Eye Witness Report on Offense
I have seen Gutierrez in person at least five times and in many ways my eye witness reports on Gutierrez back up what you see in the statistical profile. I believe the high ground ball rate and lack of in-game power stem from two things, a busy swing load and inefficient swing path. The swing load appears to have two separate spirals (like a spiral staircase moving upward) with a lot of movement. However, I will note that this spiraling had smoothed quite a bit in my most recent in person review.
In addition to the busy swing load, Gutierrez’s swing path leads to a lot of topping of the ball which results in a lot of ground balls. I know it is a lot easier said than done, but Gutierrez will benefit immensely from a swing path that enables him to get on the same plane of the ball. This will allow his physical strength to play and give Gutierrez to dramatically improve his in-game power. I know this is easier said than done, but Gutierrez’s future success will depend on him making this change.
Kelvin Gutierrez began his professional career as a short stop which is abundantly evident in his game today.
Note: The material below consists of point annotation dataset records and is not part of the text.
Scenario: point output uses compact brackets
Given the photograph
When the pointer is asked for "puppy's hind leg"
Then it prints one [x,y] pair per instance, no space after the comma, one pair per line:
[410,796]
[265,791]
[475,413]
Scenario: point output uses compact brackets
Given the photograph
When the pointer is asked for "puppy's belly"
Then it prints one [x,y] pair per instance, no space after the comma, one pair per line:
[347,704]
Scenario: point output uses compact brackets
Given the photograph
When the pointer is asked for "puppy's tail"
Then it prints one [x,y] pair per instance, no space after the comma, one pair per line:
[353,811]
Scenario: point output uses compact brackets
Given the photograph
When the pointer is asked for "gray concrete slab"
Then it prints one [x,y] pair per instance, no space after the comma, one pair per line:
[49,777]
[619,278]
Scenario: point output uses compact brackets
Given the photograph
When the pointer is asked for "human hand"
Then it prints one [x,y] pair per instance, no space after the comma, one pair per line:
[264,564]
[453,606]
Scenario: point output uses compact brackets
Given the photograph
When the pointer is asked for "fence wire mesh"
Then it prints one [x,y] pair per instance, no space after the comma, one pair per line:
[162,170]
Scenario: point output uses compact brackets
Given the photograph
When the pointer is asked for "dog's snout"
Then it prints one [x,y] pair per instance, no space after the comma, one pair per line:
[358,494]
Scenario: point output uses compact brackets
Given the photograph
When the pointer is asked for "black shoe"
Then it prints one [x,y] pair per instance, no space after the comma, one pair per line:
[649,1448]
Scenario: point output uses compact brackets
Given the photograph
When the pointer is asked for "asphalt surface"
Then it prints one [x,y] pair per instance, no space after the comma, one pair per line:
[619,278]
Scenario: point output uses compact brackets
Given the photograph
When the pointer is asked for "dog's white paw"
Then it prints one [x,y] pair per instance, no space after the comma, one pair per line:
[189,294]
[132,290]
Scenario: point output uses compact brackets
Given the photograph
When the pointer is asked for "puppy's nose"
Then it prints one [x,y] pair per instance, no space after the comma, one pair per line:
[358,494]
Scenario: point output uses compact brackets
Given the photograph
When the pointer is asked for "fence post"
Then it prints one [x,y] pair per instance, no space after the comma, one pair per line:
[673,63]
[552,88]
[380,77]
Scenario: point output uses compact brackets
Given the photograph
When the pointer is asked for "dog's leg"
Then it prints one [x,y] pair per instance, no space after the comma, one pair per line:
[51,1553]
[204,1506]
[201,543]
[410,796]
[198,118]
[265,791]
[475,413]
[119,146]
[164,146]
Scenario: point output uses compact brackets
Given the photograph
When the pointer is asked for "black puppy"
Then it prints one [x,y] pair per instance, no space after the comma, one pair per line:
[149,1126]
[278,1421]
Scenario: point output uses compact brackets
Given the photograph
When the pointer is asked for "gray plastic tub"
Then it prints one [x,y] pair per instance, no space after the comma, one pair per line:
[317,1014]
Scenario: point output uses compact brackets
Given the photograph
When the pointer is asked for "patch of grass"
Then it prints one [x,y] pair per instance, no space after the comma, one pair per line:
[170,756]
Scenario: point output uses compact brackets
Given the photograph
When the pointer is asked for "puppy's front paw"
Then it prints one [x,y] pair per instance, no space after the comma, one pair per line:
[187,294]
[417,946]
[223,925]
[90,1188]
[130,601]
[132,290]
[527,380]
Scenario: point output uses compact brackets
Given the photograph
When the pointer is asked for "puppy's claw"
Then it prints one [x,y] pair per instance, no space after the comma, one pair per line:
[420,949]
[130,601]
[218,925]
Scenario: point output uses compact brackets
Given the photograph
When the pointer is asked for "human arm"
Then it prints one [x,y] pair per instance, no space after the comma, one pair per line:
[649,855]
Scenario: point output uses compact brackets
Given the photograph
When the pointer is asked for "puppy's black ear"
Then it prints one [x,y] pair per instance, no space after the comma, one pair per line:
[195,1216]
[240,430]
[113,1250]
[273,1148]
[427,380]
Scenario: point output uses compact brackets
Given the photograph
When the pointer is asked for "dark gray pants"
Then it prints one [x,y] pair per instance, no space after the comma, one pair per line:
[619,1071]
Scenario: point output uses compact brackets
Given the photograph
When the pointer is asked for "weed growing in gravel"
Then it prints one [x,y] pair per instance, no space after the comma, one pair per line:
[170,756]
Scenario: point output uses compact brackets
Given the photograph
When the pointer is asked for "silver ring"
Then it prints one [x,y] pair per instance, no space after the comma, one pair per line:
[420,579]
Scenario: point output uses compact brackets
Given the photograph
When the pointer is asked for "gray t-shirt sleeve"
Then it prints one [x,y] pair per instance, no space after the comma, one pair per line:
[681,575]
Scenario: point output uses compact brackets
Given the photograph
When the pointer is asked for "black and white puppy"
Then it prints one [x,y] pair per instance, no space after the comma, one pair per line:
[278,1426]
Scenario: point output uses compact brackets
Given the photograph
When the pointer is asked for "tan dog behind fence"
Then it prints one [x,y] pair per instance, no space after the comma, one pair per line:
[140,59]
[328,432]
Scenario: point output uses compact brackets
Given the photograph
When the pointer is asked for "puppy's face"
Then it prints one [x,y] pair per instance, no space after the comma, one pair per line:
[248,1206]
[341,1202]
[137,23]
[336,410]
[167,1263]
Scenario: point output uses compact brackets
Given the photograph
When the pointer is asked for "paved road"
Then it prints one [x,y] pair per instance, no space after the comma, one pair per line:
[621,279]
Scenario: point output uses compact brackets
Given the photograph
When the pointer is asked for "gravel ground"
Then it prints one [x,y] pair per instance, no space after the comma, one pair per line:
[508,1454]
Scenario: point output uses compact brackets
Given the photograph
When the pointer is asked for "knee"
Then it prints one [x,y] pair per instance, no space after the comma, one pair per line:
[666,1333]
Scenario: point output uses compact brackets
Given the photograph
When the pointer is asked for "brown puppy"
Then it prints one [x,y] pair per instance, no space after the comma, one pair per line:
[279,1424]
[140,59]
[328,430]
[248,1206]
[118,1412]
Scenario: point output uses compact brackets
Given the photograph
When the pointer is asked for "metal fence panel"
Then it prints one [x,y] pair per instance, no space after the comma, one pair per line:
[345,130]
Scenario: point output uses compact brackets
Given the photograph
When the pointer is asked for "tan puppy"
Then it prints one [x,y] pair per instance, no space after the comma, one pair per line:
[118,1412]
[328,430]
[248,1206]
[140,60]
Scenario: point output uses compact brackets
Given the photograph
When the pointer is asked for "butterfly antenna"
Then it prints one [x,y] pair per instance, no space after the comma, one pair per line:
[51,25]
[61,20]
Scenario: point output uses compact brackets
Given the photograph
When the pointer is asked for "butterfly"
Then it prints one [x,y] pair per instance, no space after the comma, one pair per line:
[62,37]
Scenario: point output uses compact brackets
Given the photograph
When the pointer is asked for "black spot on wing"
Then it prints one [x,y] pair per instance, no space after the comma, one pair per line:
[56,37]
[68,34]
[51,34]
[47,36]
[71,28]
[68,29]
Gutierrez has a very strong arm, I dare say an almost 70 grade arm, with quick feet and defensive range to spare. Gutierrez has such fluid lateral movement and range to his left that I have seen him cut off the ball on routine short stop plays.
In many ways, Gutierrez represents the type of plus defender that GM Dayton Moore and his front office seek. The defensive tools are so loud that even if Gutierrez doesn’t reach his potential defensively he will be an average defensive third basemen in the big leagues.
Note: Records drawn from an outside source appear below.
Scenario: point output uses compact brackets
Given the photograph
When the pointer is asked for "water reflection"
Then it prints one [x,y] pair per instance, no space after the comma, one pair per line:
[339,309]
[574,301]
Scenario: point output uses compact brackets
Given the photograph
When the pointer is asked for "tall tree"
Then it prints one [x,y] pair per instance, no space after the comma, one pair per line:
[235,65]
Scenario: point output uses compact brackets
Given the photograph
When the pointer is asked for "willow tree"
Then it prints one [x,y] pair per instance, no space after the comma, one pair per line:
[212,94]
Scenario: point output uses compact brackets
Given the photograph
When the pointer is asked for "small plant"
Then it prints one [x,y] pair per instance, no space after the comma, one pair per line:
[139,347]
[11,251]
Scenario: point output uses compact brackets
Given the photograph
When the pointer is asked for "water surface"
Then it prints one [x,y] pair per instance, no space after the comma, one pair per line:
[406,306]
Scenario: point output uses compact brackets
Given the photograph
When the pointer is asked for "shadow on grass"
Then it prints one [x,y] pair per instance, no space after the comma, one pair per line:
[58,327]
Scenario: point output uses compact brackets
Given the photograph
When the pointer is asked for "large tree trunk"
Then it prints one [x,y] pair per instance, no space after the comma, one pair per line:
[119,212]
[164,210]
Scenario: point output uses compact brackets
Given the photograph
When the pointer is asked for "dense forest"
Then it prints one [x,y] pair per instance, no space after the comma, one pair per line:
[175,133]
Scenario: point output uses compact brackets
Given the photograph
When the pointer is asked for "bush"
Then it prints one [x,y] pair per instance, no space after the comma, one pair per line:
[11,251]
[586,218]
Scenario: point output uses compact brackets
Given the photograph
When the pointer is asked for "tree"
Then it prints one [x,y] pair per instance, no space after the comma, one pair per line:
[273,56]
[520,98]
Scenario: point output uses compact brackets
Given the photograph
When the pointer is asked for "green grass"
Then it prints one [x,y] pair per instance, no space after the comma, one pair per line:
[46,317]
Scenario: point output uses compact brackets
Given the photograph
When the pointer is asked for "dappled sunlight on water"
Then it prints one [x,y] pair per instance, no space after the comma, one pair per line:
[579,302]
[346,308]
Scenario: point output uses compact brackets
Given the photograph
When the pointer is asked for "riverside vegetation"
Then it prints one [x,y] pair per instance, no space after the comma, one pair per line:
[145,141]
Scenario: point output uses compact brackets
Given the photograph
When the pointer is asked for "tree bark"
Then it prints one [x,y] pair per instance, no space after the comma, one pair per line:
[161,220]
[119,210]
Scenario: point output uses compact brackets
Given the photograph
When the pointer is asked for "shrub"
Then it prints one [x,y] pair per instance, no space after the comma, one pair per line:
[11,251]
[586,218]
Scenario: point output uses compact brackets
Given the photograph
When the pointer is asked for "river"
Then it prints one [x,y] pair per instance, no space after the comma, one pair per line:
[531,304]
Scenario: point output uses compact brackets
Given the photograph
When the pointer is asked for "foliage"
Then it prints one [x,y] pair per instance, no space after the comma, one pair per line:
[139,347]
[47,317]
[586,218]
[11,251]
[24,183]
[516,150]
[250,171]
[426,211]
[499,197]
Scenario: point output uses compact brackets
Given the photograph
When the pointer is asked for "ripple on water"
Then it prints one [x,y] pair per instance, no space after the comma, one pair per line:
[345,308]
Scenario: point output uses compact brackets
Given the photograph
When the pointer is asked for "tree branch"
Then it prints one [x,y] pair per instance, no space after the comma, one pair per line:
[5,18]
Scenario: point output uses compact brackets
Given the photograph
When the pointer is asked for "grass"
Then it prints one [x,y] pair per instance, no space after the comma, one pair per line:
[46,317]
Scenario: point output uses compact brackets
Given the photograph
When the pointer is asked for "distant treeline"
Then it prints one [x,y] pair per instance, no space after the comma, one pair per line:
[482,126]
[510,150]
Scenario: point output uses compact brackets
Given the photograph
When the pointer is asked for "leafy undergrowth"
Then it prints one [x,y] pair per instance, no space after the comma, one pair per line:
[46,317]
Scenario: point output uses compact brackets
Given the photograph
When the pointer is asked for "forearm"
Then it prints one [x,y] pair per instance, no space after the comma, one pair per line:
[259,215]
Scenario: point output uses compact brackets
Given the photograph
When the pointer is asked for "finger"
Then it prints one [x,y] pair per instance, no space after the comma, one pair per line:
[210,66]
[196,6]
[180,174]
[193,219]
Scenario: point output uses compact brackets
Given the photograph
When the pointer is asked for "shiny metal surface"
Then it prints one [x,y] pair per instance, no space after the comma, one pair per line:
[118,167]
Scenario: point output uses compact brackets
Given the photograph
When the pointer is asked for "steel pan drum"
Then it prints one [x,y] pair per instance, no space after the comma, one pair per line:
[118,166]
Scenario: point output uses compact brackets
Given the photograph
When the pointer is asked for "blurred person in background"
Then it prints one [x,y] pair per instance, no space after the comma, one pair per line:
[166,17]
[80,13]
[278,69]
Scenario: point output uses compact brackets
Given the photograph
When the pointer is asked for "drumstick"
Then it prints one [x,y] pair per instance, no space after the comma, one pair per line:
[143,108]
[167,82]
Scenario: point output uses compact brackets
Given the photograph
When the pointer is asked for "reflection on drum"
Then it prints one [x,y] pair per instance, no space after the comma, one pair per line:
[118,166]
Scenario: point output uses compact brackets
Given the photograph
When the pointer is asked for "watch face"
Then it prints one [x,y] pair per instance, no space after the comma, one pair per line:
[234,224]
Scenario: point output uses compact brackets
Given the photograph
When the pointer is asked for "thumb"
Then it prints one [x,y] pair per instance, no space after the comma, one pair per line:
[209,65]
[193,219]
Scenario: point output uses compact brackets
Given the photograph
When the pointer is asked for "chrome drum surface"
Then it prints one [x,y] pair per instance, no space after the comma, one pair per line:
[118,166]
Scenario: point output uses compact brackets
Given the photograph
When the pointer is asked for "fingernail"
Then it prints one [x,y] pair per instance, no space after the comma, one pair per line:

If anything, like many young players, Gutierrez is still learning to corral his many defensive abilities. His errors are typically of the throwing variety from poor foot work, because at times Gutierrez will rush which leads to inconsistent foot work and arm release. With time, I believe Gutierrez will learn to maximize his defensive tools and become a consistent plus defender at third base.
Putting it All Together
Gutierrez isn’t currently the perfect ballplayer which is probably why the Nationals were willing to part with him in the Kelvin Herrera deal. However, his physical tools are loud and carry with them a very high ceiling. Gutierrez has at least 55 grade raw power, with the potential to hit 18-23 home runs in the big leagues. He also has an above average eye at the plate which currently doesn’t manifest in a lot of walks but helps his overall hit tool to have a FV of 55 as well. There are clearly hurdles that must be overcome, the biggest of these a change in swing path to hit more fly balls, but if Gutierrez can incorporate a line drive/fly ball swing path I believe his offensive profile improves such that he will be an above average major league hitter.
Defensively, Gutierrez has the tools to be a star. He has the best range and arm I have seen among third basemen in the Texas League this year and bluntly has the tools to provide immense defensive value at the major league level.
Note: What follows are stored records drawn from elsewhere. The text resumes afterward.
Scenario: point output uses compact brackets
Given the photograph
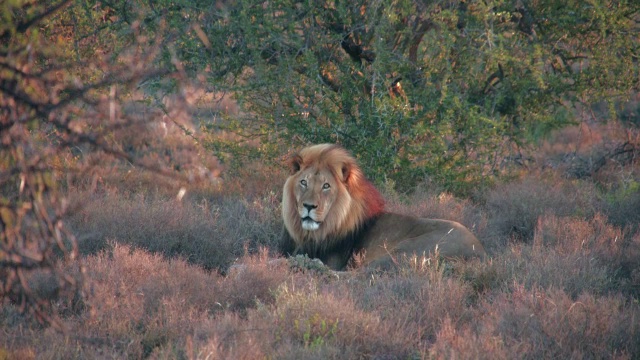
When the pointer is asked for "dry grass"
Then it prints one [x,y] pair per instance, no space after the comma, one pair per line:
[212,233]
[562,281]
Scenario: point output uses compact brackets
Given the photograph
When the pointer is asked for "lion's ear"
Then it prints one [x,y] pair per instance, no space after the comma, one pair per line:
[346,172]
[295,163]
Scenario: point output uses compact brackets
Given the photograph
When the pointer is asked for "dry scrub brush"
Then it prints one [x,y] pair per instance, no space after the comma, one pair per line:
[211,233]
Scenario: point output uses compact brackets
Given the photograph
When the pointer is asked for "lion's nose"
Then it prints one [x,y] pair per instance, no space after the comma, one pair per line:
[309,207]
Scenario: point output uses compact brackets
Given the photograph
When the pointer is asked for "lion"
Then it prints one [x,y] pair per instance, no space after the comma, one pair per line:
[332,212]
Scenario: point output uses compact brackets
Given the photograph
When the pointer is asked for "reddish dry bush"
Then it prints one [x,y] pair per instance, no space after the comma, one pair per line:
[329,319]
[597,240]
[461,342]
[538,324]
[207,234]
[254,284]
[514,208]
[417,303]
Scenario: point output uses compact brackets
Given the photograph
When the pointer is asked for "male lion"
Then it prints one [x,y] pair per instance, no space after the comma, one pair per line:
[331,212]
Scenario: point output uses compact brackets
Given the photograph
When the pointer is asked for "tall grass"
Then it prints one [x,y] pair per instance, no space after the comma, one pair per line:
[562,281]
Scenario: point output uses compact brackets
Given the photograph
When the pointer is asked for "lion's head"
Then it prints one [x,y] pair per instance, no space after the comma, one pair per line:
[327,197]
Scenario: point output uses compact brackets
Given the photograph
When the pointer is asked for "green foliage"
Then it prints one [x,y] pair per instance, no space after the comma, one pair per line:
[446,90]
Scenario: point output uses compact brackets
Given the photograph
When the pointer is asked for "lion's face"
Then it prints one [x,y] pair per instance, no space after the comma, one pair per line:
[326,197]
[315,192]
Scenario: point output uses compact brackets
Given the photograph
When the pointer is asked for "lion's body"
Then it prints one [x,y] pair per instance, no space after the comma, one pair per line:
[331,212]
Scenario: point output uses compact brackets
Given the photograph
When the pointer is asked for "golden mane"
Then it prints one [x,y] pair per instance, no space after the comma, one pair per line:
[330,211]
[359,200]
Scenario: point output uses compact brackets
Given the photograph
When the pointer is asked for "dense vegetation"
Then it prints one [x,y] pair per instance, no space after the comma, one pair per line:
[141,154]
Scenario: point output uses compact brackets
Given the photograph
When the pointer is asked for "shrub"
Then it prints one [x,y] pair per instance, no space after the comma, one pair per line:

It is easy to look at the current deficiencies in Kelvin Gutierrez’s game and wonder if he will succeed at reaching his potential. I believe he will. Someday I anticipate we will see Gutierrez have a 15-20 homer season with 15-20 stolen bases with the defensive value to make him a 3+ win player.
One thing is clear, the Royals acquired an immensely talented player in the Kelvin Herrera trade one that I believe Royals fans will know well for quite a long time.